CHITOWN ... WOW !!! ... WHAT A GREAT DISPLAY OF EARLY PICS ... WOW !!!  Your selection took me out of the spectator arena ... 
and allowed me to become a participant.  THANK YOU VERY MUCH !!!!!!!!!!

..........  patric


----------



## chitown (Mar 3, 2013)

hoofhearted said:


> Your selection took me out of the spectator arena ...
> and allowed me to become a participant.




I wouldn't mind just being a spectator with banks like that. True daredevils to race on those tracks.






Question to any motorcycle/board track folks:

Is that an early Nitro system they've got mounted on the tank???


----------



## bike (Mar 3, 2013)

*A bit off topic= 1913 Flying Merkel with chain drive*

was derrieded by current day collectors cause not belt- Chain was latest innovation from racing.

Maldwyn Jones swithched to HD racing team wrecking crew and ran a FM chasis and or front end-

When Merkel began to flounder, Jones accepted an offer to ride for Harley-Davidson in 1916. While using a Harley engine, Jones continued utilizing the excellent-handling chassis he had developed with Merkel.

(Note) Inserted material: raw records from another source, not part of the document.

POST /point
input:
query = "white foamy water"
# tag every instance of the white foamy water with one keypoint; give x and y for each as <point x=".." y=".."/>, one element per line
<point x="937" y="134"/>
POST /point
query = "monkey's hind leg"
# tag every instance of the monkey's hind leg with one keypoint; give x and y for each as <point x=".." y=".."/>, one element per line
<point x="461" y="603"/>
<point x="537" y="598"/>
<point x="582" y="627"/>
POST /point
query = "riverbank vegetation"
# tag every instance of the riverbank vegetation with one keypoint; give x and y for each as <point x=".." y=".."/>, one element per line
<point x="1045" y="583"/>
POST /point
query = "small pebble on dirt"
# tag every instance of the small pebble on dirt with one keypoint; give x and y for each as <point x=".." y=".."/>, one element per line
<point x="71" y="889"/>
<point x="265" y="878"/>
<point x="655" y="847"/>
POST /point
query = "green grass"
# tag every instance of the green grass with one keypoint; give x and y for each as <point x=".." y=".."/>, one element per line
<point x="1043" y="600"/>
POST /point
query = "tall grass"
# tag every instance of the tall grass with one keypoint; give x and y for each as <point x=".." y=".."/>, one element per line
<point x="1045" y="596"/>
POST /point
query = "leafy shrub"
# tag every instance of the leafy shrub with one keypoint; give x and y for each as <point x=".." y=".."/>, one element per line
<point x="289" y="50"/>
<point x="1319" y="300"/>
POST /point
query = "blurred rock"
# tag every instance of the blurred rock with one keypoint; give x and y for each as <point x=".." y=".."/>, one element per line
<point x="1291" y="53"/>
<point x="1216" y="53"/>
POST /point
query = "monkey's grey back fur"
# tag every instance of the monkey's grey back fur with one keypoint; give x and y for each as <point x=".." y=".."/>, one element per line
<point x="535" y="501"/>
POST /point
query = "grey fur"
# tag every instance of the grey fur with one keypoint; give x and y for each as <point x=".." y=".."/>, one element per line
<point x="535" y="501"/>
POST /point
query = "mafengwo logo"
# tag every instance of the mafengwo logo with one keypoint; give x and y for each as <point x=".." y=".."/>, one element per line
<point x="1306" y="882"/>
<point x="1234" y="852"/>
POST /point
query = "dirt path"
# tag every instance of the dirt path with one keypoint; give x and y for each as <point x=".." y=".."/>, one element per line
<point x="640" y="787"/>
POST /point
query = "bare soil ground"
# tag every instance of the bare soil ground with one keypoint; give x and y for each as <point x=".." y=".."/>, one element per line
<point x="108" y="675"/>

http://motorcyclemuseum.org/halloffame/detail.aspx?RacerID=47:
During World War I, Jones worked in aviation engine research and development at McCook Field in Dayton. After the war, Jones continued to ride with the powerful Harley-Davidson racing team through 1921. In 1922, Jones was signed by Excelsior 

www.Theflyingmerkel.com interesting site


http://sundayslacker.com/2012/07/22/the-hog-boys-part-two/


----------



## chitown (Mar 10, 2013)

*Another great resource*

http://www.hathitrust.org/


----------



## bikewhorder (Mar 10, 2013)

I wanna see what's in those cases in the bike shop pics.  Looks like the shop steadily swiched from motorcycles to bicycles.


----------



## chitown (Mar 10, 2013)

bikewhorder said:


> I wanna see what's in those cases in the bike shop pics.  Looks like the shop steadily swiched from motorcycles to bicycles.




I think Dave is scoping the place out as we speak.  Dave, they may not have had security camera's but they did have two way mirrors back then and know how to deal with nincompoops who think they can get into the thieving business.  


I edited and put the shop pics in chronological order. In 1914 it looks like he just opened and had a couple Harley's and accessories. In 1915 it's a full on bike shop and it looks like there might be a motorcycle in the back mechanics area but hard to tell. The glass cases are much more stocked than earlier. In 1917 they've added fishing supplies to the mix. Almost a hardware store/sporting goods store in the making.


----------